Es war eine ungewöhnliche Veranstaltung in einem denkmalgeschützten ehemaligen Fabrikgebäude in Köln-Kalk: CHANCE+, ein Beratungsnetzwerk des Jobcenter Köln, bot zum ersten Mal eine Messe für den Berufseinstieg zugewanderter Frauen an. „Das ist ein Novum für geflüchtete Frauen in Köln“, berichtet Projektleiterin Silke Martmann-Sprenger. Und zwar eines, das gut angenommen wurde: Über 200 Teilnehmerinnen besuchten die Jobmesse KICK OFF IN DEN JOB am 9. Oktober. „Darauf sind wir wirklich stolz“, sagt Martmann-Sprenger.

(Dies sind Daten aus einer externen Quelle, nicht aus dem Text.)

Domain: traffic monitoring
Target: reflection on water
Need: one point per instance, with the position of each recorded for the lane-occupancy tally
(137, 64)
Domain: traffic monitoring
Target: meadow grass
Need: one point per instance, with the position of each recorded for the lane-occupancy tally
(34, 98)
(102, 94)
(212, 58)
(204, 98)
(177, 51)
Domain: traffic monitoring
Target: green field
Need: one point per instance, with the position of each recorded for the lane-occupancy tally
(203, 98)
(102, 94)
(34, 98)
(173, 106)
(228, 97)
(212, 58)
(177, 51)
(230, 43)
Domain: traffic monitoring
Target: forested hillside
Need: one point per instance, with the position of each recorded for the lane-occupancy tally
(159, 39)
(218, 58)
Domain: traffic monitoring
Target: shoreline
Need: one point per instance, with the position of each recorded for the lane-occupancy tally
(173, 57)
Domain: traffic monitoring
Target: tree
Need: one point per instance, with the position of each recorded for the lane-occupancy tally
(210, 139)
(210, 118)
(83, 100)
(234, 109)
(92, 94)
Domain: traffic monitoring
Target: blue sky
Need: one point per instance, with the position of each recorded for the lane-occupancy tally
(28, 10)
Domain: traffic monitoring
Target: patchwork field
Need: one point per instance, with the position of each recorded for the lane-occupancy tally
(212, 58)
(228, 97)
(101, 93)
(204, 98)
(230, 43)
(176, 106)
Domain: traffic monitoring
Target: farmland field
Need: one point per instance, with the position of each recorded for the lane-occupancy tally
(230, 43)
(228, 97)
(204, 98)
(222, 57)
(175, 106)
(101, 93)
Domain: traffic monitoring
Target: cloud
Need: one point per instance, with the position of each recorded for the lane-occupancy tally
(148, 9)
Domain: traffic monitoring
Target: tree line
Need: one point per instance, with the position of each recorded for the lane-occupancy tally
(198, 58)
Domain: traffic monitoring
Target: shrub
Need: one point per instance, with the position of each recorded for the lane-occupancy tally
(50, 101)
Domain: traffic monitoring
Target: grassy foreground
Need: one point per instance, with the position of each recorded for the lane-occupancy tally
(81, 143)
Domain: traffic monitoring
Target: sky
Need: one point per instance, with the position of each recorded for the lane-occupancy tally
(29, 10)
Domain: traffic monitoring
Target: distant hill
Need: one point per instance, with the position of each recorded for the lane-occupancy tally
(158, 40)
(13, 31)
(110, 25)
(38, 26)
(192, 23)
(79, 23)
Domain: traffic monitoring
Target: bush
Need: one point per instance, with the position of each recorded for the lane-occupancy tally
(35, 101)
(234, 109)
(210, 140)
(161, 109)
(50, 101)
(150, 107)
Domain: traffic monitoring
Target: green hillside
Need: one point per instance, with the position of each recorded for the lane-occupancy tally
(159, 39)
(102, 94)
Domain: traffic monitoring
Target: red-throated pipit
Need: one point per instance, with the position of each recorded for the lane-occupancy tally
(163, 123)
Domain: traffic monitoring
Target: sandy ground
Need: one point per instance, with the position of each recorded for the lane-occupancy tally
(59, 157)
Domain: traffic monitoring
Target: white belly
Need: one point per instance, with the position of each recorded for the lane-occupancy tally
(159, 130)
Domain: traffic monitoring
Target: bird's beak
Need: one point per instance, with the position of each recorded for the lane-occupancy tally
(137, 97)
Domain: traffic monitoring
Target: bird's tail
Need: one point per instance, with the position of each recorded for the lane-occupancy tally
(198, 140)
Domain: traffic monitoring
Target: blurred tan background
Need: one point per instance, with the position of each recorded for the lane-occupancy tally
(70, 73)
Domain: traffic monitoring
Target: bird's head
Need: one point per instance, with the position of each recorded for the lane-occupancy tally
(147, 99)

Viele Beratungsangebote an einem Ort

Statt von einem Ort zum anderen geschickt zu werden, fanden die Frauen in den gut besuchten Ausstellungsräumen verschiedenste Beratungsangebote und Arbeitgeber an einem Ort. Die Uniklinik Köln, die Stadt Köln, der Pflegedienstleister CMS, die Sozial-Betriebe-Köln sowie Gastgeber und CHANCE+ Partner, die IB West gGmbH, informierten über Praktika oder Ausbildungen, die TH Köln zeigte Studienmöglichkeiten auf. Viele Frauen ließen nach einem Styling ein Bewerbungsfoto schießen und diskutierten über ihre beruflichen Visionen: wie der Start in die Selbstständigkeit gelingt, wie sie im Bewerbungsgespräch auftreten oder wie sie ihre Abschlüsse anerkennen können, zum Beispiel. Wenn es Sprachprobleme gab, halfen Dolmetscherinnen und auf die Kinder warteten im ersten Stock Erzieherinnen.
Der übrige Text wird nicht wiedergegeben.